“Cain?” I whisper, hoping he can hear me.
Another bang answers me, louder this time, then the unmistakable sound of bodies struggling, feet slamming against wood, furniture shifting under force.
My stomach drops.
He’s fighting with someone.
I back into the living room on instinct, every part of me shaking now, and crouch behind the sofa because it is the only thing my panicked mind can think to do. My wet clothes cling to my skin, cold and useless, while I listen to the noise upstairs tear through the house. Each sound feels worse than the last.
“Please…” I whisper again, not even sure whether I’m begging for Cain to be okay or for whoever is up there to leave.
Then it all stops. The sudden silence is so complete it makes my ears ring. I stay frozen behind the sofa, barely breathing, until footsteps begin descending the stairs. Cain appears first. Relief hits me so hard my knees nearly give out. I push myself upright and rush toward him.
“Cain, are you okay?”
He looks at me with something I’ve never seen on him before—fear. His hands hover near shoulder level, palms open, like he knows better than to make one wrong move. Water still runs down his skin, but the effortless composure he had minutes ago is completely gone.
Before I can understand why that feels so wrong, another presence fills the doorway behind him. A man dressed entirely in black steps into the room with slow confidence, heavy boots quiet against the floor, broad shoulders cutting through the shadows like they belong there.

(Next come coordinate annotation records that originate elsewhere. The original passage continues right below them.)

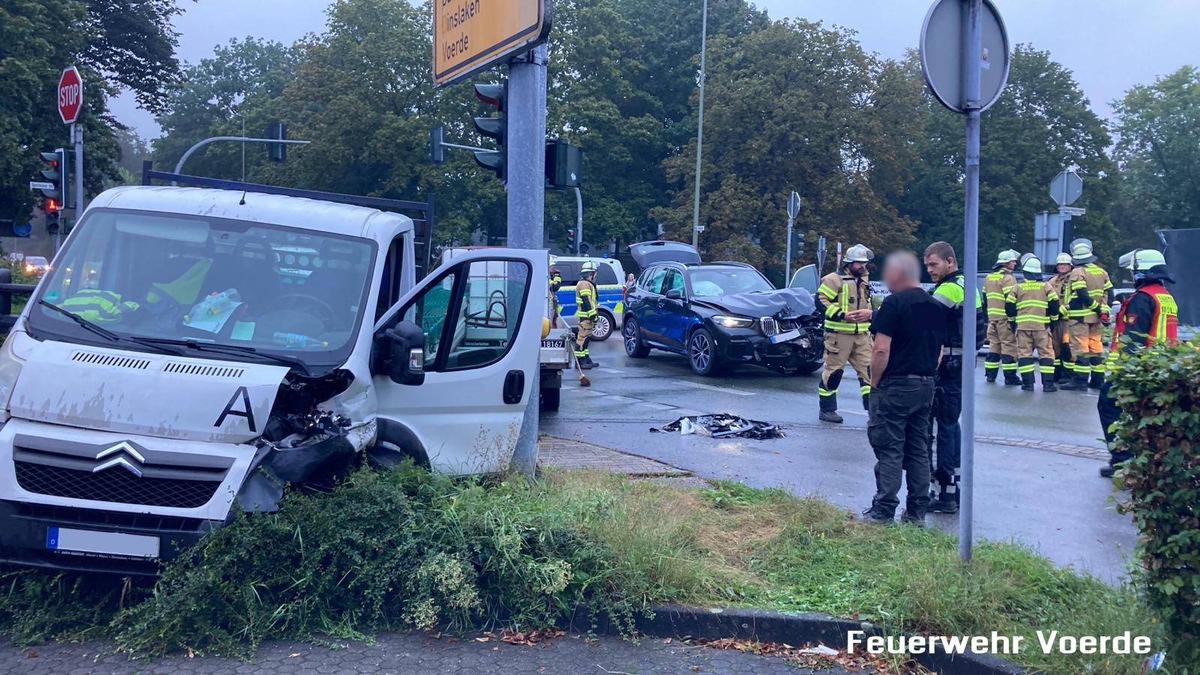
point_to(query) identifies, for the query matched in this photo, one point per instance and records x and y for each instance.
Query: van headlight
(732, 321)
(11, 362)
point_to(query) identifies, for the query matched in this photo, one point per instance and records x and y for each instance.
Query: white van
(222, 345)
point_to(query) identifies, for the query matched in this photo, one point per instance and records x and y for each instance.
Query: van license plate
(102, 543)
(785, 336)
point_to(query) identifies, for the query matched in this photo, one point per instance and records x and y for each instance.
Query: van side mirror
(407, 363)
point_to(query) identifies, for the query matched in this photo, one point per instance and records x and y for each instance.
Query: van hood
(145, 394)
(787, 303)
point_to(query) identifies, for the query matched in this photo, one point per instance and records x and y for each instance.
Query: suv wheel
(635, 347)
(702, 352)
(601, 326)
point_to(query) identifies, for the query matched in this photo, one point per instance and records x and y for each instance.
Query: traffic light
(53, 215)
(563, 163)
(277, 151)
(496, 95)
(58, 172)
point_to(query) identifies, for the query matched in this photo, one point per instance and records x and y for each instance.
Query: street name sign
(70, 93)
(473, 35)
(942, 43)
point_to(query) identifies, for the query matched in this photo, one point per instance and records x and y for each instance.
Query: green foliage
(1158, 390)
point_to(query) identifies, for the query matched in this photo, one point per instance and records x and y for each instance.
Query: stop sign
(70, 95)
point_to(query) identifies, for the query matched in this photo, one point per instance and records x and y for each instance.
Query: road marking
(721, 389)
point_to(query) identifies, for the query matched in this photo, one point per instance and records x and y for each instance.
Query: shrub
(1159, 393)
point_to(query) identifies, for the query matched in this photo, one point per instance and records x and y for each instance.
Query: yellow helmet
(858, 254)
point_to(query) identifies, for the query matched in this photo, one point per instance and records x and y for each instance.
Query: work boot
(1077, 383)
(877, 517)
(831, 416)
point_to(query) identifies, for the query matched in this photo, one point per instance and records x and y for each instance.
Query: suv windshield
(717, 281)
(209, 281)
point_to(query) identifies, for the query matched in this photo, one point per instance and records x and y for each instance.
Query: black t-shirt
(916, 322)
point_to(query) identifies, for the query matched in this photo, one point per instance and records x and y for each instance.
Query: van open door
(457, 399)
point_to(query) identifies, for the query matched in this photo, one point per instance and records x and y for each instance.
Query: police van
(192, 352)
(610, 291)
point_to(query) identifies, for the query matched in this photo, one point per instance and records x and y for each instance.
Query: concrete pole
(972, 60)
(700, 127)
(527, 199)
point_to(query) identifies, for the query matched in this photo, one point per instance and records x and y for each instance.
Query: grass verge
(412, 550)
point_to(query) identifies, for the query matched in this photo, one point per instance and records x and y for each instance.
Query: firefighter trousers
(1001, 351)
(840, 350)
(1027, 342)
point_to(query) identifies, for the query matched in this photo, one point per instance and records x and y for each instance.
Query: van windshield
(202, 280)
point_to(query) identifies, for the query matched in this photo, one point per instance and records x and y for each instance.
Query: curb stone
(767, 626)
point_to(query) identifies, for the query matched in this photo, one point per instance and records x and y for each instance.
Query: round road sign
(70, 95)
(941, 53)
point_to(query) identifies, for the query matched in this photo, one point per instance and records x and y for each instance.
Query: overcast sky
(1110, 45)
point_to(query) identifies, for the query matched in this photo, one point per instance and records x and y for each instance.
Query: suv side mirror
(406, 364)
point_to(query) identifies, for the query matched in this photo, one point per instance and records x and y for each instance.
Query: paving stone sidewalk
(409, 652)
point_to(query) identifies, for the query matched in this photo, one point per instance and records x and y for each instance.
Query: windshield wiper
(199, 346)
(83, 322)
(103, 332)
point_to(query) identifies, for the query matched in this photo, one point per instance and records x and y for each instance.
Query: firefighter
(586, 302)
(845, 299)
(951, 292)
(1147, 317)
(1060, 335)
(1001, 340)
(1089, 298)
(1032, 306)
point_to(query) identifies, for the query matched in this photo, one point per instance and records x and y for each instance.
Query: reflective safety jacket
(952, 293)
(1032, 305)
(995, 288)
(1090, 292)
(1150, 316)
(586, 299)
(840, 294)
(97, 306)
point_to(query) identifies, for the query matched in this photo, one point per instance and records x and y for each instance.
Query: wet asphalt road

A black helmet hides his face, the dark visor reflecting my own pale expression back at me.
One gloved hand holds a gun pressed steadily between Cain’s shoulder blades, the barrel angled into his spine like it’s the most natural thing in the world, and every drop of blood in my body turns cold.
Cain moves aside. Not away from him, but because the gun at his back forces him to.
The stranger tilts his head as if he enjoys the fear locking me in place, and when he speaks, his voice slides over my skin like smoke.
“Were you worried about him, kitten?”
The blood in my veins turns to ice so fast it burns. Air catches somewhere in my throat, refusing to move no matter how hard I try to breathe.
I know that voice.
I would know it anywhere.
My eyes lock on the black helmet, on the broad shape of him standing there like he owns the room, and nausea twists low in my stomach.
The forest.
The dirt under my back.
The crushing weight of his body pinning me down while pure survival instinct ripped through every nerve I had.
It’s him.
The one who held me against the ground like I was nothing more than something to control.
I stumble back a step before I can stop myself, pulse roaring in my ears.
“You,” I whisper, the word torn out of me.
A dark chuckle hums through the helmet.
“Cute,” he says, slow and amused. “She remembers me.”
My eyes fly to Cain so sharply it hurts. He’s standing rigidly to the side, hands still raised, jaw tight, the gun never leaving his back. Understanding hits ugly and sharp.
“Leave him alone,” I force out, my nerves bleeding straight into the words. “He has nothing to do with this.”
The stranger goes still for half a second, then a low laugh rolls out of him.